Fee had to show her people the value of interdepartmental dialogue if they were going to buy in to it. She wanted to demonstrate that the actions of one department really do affect another department and that there is value in getting those departments to talk to each other.
“We’re all intertwined,” Fee says. “If franchise sales brings in a new member and business development drops the ball, franchise sales is definitely going to bring that up at the meeting. Business development isn’t necessarily going to bring up all their faults and issues. But they can say the reason this happened is this and this and this. Nobody is bringing it up to shoot the duck. They’re bringing it up because we have to figure out how we can fix it.”
It’s impractical to gather everyone in a large organization every time you have something to discuss. So you need to stress the importance of having direct reports who can take a message and deliver it to their people to keep them abreast of what is happening throughout the company.
“Sit with each one of your management-level staff and find out what are their challenges,” Fee says. “What is their team feeling? So then they, in turn, go back and summarize it to their staff so that everybody is again on the same page. Obviously you’re not going to have a weekly meeting for every single person that works for you. But you have to make sure it’s funneling down.”
It could be as simple as having someone assigned to take notes at each meeting and distributing the notes to everyone involved. Stress that they take those notes and tell their people about what happened at the meeting.
“Maybe it’s somebody taking notes for the entire company and then typing them out and bringing them to somebody like myself to say, ‘Here’s what you discussed today. Are these the points you want the entire company to know?’” Fee says. “Here’s what we need to make sure is communicated. Send it to everyone in the company so they understand what is happening in franchise sales or marketing or technology or whatever.”
Many companies have weekly newsletters or bulletin boards or some way of communicating with their people. It’s not the medium that you use, but how you use it that will determine whether it helps your people stay informed.
If you don’t keep up with it, people will lose interest and not see it as a way to stay tuned in to company happenings.
“We have to make sure that we’re out at them,” Fee says. “We do a Friday home office newsletter. It’s a synopsis of the week, and we pull all the information together and say, ‘Here’s what we added to the intranet and here’s some other happenings.’ We put it all in one place so Friday at 5:30, they can all read what either happened during the week or what’s going to happen next week.”
Your goal is to create a culture in which employees feel like there are no secrets and that they are all working toward common objectives. By making yourself visible in the office and at meetings, you also present yourself as an option to address concerns.

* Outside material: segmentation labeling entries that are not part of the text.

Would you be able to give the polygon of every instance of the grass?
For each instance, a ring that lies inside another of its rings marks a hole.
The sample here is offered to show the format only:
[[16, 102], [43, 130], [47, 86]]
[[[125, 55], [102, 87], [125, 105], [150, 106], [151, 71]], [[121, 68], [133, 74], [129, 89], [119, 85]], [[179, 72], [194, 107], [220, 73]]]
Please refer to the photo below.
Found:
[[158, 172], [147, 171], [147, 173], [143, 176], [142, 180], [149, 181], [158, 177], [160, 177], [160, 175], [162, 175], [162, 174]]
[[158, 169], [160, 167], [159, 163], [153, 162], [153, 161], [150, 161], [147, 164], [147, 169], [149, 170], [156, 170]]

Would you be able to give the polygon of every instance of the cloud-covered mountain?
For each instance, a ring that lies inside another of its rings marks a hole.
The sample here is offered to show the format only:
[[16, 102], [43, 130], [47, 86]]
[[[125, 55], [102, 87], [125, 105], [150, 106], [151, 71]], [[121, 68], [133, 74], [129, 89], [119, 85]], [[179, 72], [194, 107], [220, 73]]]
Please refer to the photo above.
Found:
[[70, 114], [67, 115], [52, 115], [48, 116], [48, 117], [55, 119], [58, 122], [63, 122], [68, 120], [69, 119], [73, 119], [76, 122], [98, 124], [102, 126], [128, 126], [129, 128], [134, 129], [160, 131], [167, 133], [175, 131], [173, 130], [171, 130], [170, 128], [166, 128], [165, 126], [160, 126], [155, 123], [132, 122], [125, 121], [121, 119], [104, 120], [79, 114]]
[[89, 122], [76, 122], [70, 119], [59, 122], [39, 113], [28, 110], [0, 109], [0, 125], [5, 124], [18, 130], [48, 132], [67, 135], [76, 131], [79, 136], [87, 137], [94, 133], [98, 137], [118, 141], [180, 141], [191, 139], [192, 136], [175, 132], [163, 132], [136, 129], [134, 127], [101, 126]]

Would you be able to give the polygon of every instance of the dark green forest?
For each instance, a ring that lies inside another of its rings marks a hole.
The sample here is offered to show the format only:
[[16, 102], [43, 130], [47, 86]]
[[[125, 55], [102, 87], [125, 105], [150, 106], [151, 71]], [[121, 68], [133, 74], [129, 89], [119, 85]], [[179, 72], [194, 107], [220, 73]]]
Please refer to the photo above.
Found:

“Make sure you’re infusing yourself into every department,” Fee says. “We’ve had managers who we might have on the surface thought they were doing a good job, but guess what? To their team, they weren’t.”
The goal isn’t to turn your office into the complaint department. It’s to show you’re serious about your plan.
“You just want to make sure that the people understand that if the company’s vision is not being sought, you have a door to walk in to,” Fee says.
Never underestimate the danger of leaving someone out of the loop.
“Believe it or not, the most powerful person in your company is typically the one answering the phone,” Fee says. “Typically, that’s probably the lowest level of employee you have. They are the one that’s empowered because they are speaking and talking on your behalf and selling your product or whatever it is you are selling. Unless they know and understand your vision and all of the things that are happening, you’re giving that person the ability to give the wrong message.”